JohnHaugeland · on Dec 28, 2021

i actively dislike the tiktok voice. i find the microsoft and google cloud voices to be much better.

weinzierl · on Dec 29, 2021

You are not alone. Especially when it is used in contexts that do not fit its overly enthusiastic upbeat mood the results range from slightly comical to deeply unsettling. Still, in my opinion it is really good from a technical point of view.

kragen · on Dec 28, 2021

By "lots of [high quality data]" do you mean seconds, kiloseconds, or megaseconds of high-quality voice recordings?

echelon · on Dec 28, 2021

Hours of audio comprised of clean spoken sentences, zero noise, and uniform microphone quality is ideal.

Some of the predominant base data sets used for transfer learning, such as LJSpeech [1], are unfortunately noisy and non-uniform.

[1] https://keithito.com/LJ-Speech-Dataset/

kragen · on Dec 29, 2021

Thank you very much!

iaml · on Dec 28, 2021

This paper[0] from this year seems to make do with a couple of minutes.
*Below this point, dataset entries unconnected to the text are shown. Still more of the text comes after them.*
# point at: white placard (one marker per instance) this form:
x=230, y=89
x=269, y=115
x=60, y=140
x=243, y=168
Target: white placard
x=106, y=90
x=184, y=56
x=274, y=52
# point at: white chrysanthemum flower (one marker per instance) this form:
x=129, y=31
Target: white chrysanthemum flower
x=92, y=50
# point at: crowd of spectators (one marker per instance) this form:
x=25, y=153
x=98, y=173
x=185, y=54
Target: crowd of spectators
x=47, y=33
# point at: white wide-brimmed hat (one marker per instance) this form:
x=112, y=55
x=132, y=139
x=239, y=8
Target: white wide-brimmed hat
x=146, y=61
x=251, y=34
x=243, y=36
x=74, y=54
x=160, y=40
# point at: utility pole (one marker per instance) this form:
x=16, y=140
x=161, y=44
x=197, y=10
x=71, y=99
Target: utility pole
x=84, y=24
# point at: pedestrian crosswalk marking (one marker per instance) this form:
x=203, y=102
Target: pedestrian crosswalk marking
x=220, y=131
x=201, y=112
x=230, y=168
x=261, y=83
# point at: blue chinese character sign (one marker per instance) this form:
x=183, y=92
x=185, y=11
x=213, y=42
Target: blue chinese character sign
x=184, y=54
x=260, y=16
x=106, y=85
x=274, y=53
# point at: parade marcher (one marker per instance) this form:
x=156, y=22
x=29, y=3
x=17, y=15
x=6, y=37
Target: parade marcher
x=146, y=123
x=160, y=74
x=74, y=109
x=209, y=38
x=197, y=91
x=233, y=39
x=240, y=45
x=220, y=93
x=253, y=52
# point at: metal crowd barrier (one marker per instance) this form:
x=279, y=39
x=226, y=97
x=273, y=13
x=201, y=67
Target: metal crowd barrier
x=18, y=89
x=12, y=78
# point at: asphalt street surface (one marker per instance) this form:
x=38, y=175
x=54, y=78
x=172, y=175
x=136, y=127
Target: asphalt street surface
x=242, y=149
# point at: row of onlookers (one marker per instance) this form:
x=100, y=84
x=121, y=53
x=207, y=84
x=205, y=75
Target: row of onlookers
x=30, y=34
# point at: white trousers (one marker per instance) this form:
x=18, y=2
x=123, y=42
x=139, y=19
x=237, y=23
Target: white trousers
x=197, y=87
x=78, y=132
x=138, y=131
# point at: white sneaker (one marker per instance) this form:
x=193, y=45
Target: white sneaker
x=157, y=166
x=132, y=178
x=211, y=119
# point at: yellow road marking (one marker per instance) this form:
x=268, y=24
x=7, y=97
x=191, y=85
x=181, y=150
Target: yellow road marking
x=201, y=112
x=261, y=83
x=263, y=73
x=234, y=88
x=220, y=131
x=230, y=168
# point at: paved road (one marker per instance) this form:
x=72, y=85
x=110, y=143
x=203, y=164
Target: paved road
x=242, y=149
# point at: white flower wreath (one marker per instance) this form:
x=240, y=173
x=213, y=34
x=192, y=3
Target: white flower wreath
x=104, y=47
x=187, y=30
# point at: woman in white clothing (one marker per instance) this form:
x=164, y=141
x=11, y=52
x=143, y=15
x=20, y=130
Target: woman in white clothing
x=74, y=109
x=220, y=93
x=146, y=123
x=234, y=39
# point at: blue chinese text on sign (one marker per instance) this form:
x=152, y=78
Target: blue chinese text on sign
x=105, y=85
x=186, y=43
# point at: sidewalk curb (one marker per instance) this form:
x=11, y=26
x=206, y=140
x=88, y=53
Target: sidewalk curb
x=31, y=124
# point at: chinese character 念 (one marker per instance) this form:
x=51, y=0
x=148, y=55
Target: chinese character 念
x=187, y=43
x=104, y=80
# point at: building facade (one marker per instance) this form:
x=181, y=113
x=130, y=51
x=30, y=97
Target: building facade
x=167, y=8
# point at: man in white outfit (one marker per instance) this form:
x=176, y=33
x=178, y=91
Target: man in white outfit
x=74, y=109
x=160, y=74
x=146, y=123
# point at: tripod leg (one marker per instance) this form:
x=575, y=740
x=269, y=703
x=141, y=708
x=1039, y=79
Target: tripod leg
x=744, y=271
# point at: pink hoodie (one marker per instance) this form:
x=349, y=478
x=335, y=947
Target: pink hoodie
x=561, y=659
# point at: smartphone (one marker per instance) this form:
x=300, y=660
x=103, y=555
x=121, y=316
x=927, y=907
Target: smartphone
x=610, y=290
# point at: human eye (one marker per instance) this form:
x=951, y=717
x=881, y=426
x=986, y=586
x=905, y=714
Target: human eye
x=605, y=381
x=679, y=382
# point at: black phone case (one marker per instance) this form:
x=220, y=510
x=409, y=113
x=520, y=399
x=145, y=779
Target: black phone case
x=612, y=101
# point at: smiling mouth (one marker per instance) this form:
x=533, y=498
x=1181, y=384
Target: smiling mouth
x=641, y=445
[0] https://davidyao.me/projects/text2vid/

oefrha · on Dec 28, 2021

IIRC enterprise solutions from the big clouds usually ask for at least hours of studio quality voice recordings for a custom voice model.

kragen · on Dec 28, 2021

Thanks! Do you think they're using models as good as the ones echelon uses at FakeYou? Maybe he can get by with less data.

echelon · on Dec 28, 2021

The best sounding limited data models have at least thirty minutes of audio data and have a similar pitch and timbre to a base data set. You can get by with less, but it requires finesse.